毛鵬剛想再說話,一句凄冷的聲音插了進來。
珍妮在爾珍的攙扶下,慢慢地來到我與毛鵬的身前,珍妮的目光始終凝視着毛鵬。毛鵬沒有看珍妮,他别過頭說道:
“現在你不都看到了嗎?你還想要什麽解釋?”
珍妮身體開始顫抖,她似乎是生氣了,怒喝道:
“毛鵬,你轉過臉來看着我,我要你告訴我,這一切到底爲什麽?爲什麽會成現在這個樣子?”
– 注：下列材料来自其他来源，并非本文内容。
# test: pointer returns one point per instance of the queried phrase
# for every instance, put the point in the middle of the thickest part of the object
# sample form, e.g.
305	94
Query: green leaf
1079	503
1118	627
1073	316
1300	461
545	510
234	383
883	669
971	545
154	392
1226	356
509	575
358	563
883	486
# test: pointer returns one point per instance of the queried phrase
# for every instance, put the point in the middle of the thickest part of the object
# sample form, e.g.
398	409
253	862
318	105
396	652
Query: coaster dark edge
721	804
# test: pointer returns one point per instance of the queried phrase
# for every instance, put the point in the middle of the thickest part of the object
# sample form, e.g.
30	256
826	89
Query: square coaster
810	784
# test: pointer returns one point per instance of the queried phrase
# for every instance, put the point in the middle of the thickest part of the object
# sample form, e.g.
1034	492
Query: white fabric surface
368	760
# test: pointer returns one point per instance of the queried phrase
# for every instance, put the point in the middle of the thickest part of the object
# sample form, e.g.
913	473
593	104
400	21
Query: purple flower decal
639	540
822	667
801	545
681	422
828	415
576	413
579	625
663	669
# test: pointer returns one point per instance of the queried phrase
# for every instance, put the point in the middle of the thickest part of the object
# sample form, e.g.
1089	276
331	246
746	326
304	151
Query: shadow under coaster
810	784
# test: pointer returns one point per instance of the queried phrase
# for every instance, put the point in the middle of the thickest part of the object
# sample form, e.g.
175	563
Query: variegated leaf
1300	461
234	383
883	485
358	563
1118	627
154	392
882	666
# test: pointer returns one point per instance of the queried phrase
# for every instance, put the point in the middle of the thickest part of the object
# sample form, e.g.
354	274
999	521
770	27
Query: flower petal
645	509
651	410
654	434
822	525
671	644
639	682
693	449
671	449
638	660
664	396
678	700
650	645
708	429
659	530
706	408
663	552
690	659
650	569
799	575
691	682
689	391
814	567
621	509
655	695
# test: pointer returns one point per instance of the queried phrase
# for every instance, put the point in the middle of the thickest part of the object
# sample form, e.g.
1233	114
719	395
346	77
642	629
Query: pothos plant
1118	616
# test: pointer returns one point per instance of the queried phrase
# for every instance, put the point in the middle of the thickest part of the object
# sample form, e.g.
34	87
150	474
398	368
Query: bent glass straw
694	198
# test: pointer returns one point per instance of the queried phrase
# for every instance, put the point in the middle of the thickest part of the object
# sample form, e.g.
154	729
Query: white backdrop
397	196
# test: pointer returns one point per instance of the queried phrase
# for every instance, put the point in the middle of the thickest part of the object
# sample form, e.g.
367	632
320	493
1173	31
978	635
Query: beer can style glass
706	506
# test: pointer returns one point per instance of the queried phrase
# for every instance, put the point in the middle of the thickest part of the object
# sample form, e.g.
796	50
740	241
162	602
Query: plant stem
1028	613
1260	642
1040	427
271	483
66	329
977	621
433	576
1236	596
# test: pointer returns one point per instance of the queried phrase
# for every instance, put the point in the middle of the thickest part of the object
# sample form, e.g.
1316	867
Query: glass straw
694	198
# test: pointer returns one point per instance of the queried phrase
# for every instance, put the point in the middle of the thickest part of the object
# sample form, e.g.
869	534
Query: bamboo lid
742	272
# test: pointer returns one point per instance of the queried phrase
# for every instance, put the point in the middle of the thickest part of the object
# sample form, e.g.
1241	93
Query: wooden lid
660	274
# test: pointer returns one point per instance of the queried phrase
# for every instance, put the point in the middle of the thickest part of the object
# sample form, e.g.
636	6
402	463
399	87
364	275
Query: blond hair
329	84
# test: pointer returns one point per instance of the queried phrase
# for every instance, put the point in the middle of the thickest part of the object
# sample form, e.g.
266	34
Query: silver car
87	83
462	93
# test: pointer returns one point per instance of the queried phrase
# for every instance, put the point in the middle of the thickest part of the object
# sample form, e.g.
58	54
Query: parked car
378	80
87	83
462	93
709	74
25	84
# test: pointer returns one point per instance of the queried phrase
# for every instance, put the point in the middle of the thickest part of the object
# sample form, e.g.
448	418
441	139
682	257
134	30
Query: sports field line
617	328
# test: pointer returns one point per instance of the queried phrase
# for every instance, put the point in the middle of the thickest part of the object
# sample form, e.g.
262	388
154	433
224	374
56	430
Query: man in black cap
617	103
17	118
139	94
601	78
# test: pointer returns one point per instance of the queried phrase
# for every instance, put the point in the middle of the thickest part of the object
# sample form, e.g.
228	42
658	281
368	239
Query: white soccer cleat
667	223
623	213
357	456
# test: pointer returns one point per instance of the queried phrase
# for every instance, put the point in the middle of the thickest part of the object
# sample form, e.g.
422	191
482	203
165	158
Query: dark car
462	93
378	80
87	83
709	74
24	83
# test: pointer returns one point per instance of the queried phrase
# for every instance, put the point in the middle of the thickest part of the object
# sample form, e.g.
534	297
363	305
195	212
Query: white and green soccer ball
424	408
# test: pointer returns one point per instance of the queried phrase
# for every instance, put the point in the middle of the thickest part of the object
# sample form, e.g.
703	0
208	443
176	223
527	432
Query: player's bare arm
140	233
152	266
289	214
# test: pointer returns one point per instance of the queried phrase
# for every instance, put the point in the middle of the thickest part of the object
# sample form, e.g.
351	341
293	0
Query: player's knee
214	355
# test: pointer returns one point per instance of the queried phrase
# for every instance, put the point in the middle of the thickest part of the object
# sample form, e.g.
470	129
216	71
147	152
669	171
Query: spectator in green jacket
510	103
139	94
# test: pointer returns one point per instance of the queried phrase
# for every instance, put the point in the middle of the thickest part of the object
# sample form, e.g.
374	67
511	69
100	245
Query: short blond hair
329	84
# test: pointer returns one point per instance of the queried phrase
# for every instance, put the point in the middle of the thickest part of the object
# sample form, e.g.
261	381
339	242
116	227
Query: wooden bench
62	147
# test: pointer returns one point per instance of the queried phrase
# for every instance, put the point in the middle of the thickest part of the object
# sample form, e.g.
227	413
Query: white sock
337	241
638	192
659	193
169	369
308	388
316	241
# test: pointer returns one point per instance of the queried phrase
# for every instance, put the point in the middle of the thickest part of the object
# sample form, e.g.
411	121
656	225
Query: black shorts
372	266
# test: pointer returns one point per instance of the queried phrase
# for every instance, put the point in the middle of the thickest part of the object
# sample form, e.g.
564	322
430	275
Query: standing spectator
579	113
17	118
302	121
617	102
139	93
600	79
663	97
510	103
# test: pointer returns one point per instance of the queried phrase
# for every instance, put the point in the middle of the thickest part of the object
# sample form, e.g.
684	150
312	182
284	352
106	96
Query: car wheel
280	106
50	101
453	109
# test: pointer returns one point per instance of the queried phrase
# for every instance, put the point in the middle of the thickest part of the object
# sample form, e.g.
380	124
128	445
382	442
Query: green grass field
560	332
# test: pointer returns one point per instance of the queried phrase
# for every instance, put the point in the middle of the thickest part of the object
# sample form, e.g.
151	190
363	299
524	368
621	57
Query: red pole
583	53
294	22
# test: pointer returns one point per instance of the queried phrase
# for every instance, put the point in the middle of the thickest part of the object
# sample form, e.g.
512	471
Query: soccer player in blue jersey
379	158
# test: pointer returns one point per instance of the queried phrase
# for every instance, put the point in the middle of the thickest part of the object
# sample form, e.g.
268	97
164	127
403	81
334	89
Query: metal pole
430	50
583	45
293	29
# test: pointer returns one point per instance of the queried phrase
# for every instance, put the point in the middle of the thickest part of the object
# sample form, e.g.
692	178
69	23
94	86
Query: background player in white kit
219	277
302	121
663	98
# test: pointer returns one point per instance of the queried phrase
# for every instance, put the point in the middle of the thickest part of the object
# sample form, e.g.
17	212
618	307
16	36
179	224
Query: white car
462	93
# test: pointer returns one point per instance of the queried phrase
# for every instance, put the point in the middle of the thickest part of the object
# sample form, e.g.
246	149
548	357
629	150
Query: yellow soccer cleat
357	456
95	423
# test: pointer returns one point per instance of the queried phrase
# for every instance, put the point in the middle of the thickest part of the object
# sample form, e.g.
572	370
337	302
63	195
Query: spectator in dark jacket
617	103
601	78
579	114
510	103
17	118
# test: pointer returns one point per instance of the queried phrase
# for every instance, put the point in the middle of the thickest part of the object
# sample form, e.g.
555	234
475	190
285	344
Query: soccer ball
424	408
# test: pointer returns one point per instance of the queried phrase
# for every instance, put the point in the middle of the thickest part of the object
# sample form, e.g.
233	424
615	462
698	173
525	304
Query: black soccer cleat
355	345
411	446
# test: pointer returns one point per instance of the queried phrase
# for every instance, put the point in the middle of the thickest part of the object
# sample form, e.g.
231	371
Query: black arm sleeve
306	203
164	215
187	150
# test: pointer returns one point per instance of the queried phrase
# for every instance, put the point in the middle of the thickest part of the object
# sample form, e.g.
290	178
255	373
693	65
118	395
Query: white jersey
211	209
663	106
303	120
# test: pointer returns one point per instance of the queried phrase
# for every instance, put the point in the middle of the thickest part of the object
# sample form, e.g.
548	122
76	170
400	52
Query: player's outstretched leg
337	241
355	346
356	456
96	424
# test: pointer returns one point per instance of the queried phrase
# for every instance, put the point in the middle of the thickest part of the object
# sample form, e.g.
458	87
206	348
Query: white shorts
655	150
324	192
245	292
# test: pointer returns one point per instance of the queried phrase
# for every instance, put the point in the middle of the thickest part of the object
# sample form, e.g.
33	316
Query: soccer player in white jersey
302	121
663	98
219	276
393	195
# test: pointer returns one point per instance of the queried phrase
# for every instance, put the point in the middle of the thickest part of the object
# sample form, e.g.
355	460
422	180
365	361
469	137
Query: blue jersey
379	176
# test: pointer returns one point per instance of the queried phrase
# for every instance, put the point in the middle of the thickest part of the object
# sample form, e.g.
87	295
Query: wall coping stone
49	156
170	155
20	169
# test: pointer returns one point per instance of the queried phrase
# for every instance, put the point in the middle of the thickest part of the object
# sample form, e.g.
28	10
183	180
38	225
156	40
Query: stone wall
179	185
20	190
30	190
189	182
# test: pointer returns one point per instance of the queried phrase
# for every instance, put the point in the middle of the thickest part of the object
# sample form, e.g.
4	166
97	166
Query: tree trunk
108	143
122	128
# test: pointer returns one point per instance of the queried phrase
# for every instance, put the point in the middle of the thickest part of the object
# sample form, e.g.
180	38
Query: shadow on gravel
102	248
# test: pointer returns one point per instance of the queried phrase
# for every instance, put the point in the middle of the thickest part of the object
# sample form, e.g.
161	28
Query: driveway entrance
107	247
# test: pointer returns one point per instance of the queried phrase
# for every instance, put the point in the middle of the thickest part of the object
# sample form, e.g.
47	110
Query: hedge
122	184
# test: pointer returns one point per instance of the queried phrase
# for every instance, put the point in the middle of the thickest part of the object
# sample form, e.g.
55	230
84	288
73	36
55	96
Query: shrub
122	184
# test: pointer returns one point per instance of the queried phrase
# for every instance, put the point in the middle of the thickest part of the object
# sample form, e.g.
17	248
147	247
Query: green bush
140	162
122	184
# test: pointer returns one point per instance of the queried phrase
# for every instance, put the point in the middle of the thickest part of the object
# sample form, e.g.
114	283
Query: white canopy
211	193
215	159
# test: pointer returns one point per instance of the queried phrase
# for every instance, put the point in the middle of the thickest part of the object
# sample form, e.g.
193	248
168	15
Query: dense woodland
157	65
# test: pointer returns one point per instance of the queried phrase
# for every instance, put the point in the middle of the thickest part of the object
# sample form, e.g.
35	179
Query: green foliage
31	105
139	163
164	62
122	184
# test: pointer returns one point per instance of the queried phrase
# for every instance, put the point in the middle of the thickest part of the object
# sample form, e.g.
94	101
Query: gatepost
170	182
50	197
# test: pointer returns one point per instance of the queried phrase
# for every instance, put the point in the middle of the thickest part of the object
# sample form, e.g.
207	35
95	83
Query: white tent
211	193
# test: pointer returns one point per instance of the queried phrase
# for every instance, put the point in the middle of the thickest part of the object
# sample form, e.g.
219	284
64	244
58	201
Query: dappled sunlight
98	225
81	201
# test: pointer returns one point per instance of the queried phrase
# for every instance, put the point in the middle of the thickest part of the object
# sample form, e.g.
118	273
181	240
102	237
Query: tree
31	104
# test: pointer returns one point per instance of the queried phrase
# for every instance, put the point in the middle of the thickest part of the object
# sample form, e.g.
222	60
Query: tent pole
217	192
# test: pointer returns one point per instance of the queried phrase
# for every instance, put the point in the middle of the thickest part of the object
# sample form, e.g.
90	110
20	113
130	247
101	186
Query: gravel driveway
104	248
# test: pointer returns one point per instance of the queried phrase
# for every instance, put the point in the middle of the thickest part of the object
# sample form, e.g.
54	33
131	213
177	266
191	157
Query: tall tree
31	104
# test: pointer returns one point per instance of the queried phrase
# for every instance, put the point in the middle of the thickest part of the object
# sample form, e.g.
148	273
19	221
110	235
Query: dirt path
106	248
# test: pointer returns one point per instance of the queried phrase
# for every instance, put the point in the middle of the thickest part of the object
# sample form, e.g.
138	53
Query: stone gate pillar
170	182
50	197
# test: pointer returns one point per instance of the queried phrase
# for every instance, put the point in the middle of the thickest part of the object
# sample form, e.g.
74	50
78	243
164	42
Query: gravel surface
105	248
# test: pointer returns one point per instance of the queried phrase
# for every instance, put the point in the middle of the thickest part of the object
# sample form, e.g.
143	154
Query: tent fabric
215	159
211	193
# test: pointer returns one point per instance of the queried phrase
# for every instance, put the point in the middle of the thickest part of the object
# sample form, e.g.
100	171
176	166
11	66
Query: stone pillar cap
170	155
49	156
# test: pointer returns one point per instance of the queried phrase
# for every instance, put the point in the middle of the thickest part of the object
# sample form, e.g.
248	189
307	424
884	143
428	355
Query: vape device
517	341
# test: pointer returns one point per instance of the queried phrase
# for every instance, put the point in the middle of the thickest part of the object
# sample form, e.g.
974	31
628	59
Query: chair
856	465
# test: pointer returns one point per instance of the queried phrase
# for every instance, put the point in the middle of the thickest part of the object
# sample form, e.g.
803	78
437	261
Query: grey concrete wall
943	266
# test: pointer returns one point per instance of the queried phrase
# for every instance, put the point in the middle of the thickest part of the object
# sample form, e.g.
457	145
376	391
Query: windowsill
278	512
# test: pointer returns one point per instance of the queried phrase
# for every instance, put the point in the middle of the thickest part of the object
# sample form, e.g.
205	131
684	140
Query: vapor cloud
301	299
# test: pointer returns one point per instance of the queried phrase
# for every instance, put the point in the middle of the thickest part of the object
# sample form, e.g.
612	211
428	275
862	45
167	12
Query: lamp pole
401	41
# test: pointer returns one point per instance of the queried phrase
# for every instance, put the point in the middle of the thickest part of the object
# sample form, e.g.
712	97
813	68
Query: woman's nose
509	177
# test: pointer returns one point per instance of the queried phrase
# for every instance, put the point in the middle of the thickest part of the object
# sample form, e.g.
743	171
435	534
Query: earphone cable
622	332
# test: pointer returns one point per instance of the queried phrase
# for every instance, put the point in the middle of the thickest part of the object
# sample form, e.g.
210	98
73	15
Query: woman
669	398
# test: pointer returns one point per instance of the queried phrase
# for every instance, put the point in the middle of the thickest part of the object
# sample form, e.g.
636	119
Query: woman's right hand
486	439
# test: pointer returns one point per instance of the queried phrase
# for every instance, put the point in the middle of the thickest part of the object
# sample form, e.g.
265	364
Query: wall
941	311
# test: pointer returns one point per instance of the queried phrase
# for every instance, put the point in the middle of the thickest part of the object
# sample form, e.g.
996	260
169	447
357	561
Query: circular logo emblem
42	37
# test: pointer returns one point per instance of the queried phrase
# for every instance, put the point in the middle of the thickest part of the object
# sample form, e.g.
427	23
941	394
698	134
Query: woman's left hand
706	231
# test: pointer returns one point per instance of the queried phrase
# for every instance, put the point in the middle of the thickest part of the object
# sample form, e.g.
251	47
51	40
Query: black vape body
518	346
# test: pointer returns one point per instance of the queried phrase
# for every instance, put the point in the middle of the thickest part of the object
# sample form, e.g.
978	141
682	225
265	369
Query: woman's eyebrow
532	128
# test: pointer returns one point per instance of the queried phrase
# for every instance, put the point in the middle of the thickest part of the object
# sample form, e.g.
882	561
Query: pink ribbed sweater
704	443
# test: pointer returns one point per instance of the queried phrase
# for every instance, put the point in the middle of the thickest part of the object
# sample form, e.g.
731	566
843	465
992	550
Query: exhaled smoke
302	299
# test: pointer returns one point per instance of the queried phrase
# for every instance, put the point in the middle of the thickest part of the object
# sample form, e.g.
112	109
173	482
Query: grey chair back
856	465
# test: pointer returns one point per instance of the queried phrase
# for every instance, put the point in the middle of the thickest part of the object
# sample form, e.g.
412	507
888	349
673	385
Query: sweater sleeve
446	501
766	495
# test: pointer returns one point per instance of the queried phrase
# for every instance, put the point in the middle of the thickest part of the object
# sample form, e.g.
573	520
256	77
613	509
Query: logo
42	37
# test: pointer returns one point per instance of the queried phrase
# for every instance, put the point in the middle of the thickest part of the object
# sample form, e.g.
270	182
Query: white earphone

毛鵬望着珍妮凄美的臉龐,他的心在劇痛。可愈是這樣,毛鵬心中愈是有股無法言喻的怒火在燃燒。毛鵬失去了平靜,他有些瘋狂的笑道:
“爲什麽?爲什麽?你說爲什麽!”
珍妮的眼神開始迷離,她看看毛鵬,看看爾珍,爾後仰望天空,在珍妮仰望天空的瞬間,淚滴悄無聲息的滑落。
“十年前,我便發現我有心魔盤踞心中。起初我并沒有在乎,可是我慢慢地發現,心魔随着時間的流逝愈發的壯大,它開始漸漸的影響我的内心。日複一日,年複一年,我與心魔整整抗争了五年,我最終被心魔腐蝕。我的占有欲蠢蠢欲動,我知道我不該那麽做,可我還是那麽做了。”
一滴難言的眼淚滑過毛鵬的臉龐,毛鵬好像是沒有知覺一樣,繼續說道:
“在遇見你之前,我本來就是一名海盜。在二十三年前的那天,我遇見了你,我當時不知道什麽是心動,什麽是愛。我隻知道,從那天過後我的腦海中全是你的影子,無論在何時何地,我腦海中都是在回放你那淺淺的笑容。後來我才知道,我愛上了你,我深深的愛上了你。”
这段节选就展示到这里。